According to a survey done by Search Institute, there are five primary factors which play into the vitality of a child’s faith through their lifetime. Surprise: none of them was how cool the youth pastor was.
The top five factors which contributed to the lifelong vitality of a child’s faith were:
- The mother had frequent conversations about faith with the child.
- The father had frequent conversations about faith with the child.
- Other family members had frequent conversations about faith with the child.
- The family frequently participated in devotions together.
- The family frequently served their community together.
Those five factors are decisive acts of discipleship. But I would add baptism to this list. Baptism is one of the first acts of discipleship, where the family makes a public promise to make disciples out of their children.

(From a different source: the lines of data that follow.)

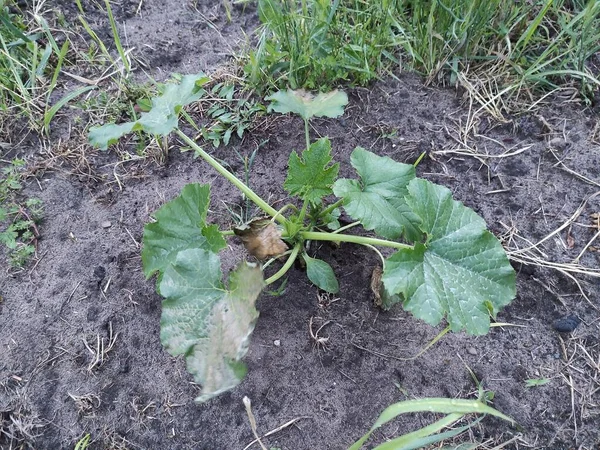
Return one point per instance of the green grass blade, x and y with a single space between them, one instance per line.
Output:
415 442
49 115
437 405
115 31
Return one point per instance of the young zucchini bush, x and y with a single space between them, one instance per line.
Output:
444 265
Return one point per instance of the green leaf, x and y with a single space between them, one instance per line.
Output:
180 225
206 322
161 119
459 273
306 105
321 274
311 176
377 200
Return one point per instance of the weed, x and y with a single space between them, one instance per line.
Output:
316 44
20 218
227 115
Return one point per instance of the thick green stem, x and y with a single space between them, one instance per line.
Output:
346 227
281 272
303 211
249 193
306 134
318 236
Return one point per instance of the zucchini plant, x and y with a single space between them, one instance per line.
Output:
445 263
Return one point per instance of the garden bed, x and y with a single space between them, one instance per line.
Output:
79 326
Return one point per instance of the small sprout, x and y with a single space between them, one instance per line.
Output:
318 342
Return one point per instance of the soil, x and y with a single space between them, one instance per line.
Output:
86 294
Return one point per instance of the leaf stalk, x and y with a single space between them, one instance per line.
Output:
320 236
281 272
249 193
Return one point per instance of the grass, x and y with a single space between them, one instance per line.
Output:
18 217
504 53
318 44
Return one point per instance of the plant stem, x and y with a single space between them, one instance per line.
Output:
319 236
281 272
249 193
286 207
303 212
346 227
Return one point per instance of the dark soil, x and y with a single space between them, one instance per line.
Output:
87 289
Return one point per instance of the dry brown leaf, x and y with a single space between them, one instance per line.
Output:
376 285
261 238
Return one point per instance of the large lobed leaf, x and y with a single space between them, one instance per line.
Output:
207 323
307 105
180 225
311 176
377 200
161 119
201 319
461 272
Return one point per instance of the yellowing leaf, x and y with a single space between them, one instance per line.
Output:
207 322
261 238
307 105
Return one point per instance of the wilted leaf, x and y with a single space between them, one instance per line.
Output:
461 272
321 274
180 225
377 200
311 176
161 119
307 105
262 238
206 322
382 296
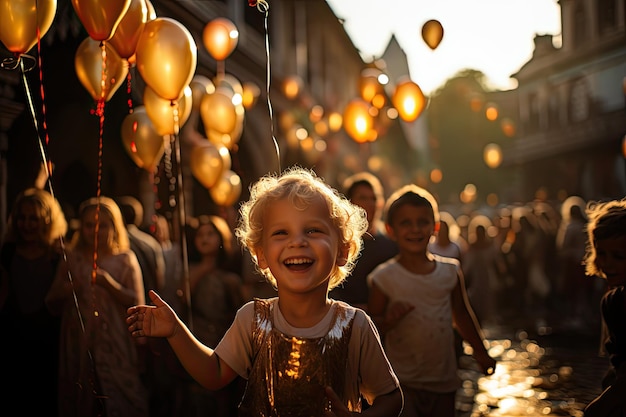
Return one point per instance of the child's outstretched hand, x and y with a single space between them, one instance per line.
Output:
156 321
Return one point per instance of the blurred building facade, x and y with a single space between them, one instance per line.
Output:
572 107
325 62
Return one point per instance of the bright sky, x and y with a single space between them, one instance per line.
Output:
492 36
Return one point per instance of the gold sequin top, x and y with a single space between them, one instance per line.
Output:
289 374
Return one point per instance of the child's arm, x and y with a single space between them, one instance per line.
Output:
385 318
199 360
387 405
466 323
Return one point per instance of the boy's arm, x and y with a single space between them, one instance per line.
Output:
388 405
466 323
386 317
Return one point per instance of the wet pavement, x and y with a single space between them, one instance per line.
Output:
541 371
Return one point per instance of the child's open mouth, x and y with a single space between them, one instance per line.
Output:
298 264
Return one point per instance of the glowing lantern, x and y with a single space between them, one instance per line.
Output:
226 190
369 84
492 155
432 33
491 112
358 122
220 37
292 86
409 100
207 164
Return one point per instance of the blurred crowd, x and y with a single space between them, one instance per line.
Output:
521 263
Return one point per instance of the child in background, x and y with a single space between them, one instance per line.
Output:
99 369
605 257
216 295
416 298
365 190
302 353
30 252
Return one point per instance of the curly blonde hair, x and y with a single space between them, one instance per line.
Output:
54 222
301 187
607 220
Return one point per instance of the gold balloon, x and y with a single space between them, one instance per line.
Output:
206 164
220 37
141 140
225 154
100 18
129 29
221 139
358 122
409 100
89 69
432 33
19 21
161 111
251 93
218 111
166 57
226 191
200 86
151 11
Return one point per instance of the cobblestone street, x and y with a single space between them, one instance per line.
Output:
543 372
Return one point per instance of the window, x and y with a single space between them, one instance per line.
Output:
579 102
580 26
607 18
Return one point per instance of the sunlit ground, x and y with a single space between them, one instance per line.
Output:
525 383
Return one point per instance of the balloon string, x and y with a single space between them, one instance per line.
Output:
182 215
129 90
263 6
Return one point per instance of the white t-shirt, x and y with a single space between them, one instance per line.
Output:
421 346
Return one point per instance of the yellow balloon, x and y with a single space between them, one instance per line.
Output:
151 11
89 69
128 31
100 18
141 141
218 111
161 111
166 57
200 86
432 33
220 37
226 191
19 21
409 100
358 122
206 164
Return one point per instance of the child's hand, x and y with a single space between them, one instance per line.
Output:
338 409
487 364
155 321
396 312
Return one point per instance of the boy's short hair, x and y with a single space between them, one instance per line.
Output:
363 178
413 195
300 187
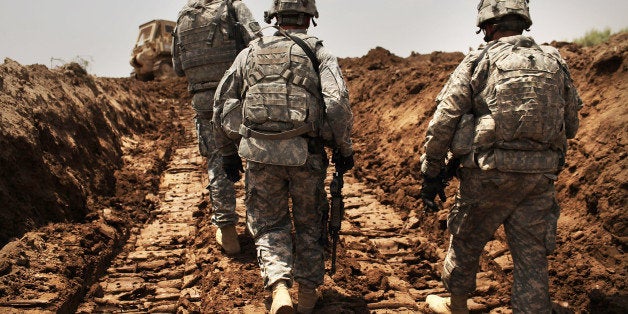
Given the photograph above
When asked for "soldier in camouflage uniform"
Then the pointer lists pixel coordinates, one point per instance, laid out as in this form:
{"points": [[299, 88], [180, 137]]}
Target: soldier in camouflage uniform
{"points": [[273, 114], [505, 114], [208, 36]]}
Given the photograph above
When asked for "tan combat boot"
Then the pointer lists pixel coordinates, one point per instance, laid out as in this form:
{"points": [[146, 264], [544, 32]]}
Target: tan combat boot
{"points": [[307, 300], [457, 304], [227, 237], [282, 302]]}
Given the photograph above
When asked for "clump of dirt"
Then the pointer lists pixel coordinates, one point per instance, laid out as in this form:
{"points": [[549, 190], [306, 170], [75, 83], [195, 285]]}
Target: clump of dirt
{"points": [[63, 176], [393, 101], [82, 156]]}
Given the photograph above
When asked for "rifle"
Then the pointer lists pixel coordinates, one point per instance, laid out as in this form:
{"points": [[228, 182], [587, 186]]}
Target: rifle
{"points": [[337, 212], [237, 27], [446, 174]]}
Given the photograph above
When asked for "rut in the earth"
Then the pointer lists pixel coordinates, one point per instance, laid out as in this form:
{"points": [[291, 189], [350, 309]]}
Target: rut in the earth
{"points": [[173, 265], [157, 270]]}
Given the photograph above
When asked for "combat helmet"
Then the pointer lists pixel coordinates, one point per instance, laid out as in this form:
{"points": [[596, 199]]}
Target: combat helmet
{"points": [[495, 10], [291, 7]]}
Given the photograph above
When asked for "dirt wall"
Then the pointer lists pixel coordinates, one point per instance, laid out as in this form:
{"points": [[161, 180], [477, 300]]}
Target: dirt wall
{"points": [[393, 101]]}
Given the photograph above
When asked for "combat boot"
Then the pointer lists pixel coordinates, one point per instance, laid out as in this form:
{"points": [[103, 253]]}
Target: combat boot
{"points": [[457, 304], [227, 237], [282, 302], [307, 300]]}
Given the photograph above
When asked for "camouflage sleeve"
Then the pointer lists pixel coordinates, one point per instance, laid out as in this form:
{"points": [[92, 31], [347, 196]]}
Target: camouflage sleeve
{"points": [[176, 55], [454, 100], [228, 93], [336, 97], [248, 21]]}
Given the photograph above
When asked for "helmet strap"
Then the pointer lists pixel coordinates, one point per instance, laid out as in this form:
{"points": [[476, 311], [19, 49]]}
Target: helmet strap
{"points": [[300, 19]]}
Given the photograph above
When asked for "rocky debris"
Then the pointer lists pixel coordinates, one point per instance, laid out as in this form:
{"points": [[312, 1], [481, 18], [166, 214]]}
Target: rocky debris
{"points": [[157, 271]]}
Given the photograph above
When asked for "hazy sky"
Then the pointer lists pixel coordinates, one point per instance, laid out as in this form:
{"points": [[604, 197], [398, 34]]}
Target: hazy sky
{"points": [[103, 31]]}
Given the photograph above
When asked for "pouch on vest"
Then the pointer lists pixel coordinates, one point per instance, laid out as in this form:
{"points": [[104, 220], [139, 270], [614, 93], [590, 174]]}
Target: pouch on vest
{"points": [[462, 143], [541, 161], [231, 118], [287, 152], [484, 135]]}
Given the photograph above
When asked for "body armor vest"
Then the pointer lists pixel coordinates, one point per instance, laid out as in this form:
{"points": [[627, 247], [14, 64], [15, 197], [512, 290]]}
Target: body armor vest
{"points": [[523, 103], [282, 89], [519, 116], [206, 42]]}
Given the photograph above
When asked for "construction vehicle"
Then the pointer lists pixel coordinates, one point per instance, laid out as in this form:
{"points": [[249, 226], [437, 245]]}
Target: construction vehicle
{"points": [[152, 54]]}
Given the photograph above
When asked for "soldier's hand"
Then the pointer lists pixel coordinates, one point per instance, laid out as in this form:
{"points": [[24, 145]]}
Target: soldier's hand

Infant baptism is a promise between the parents and God, the parents and the church, and the parents and the child. The promise is to disciple this baptized child. If we cannot commit to discipling our children, we should not baptize them, either. To do otherwise is to be a liar.
How Do We Disciple Our Families?
If baptism and family discipleship go together, a question remains. How do we disciple our families?
There is no one way to do it (see Winfield Bevins for more on this).
My advice? Keep it simple.
Think back to the five factors that the Search Institute found to be pivotal in the vitality of the faith of the child. They are not complicated. Will it be hard to commit at times? Yes, but not because it’s hard, but because we are finite. And that’s OK. It’s why the church makes a commitment to come alongside the parents in the liturgy at Holy Baptism.
We are all in this together. It has been said that no one is an island, but no family is an island, either.
While taking your child to church on Sunday and even getting them involved with a youth group has its benefits, this is only part of discipleship.
Think about discipleship like feeding your child. If you only fed them two meals a week, they would be very hungry! But remember, not every meal has to be a gourmet buffet.
Many people, including myself, have fallen into the trap of over-complicating spirituality. When it comes to family discipleship, the key is to keep it simple and to keep it consistent.
Try these simple family discipleship practices to feed your family on a regular basis:
- Read the Bible. For babies and toddlers, even just reading them one verse a day can have a great impact.
- Pray with and for your children and your spouse. Also, teach them how to pray. Serve. Find something simple you and your family can commit to doing on a regular basis (weekly to monthly). Show your family how to love the community.
- Ask them questions. Get into the habit of talking and asking about faith with your family.
I cannot promise that by discipling our children, they will remain faithful. We may sow and water, but God causes the seeds to grow (1 Cor. 3:6). In the end, the results are not up to us.
But we can walk the journey with our children and trust God with the outcome. Discipling our children is not simply about them remaining in the faith, but keeping ourselves honest to the promises we make at their baptism.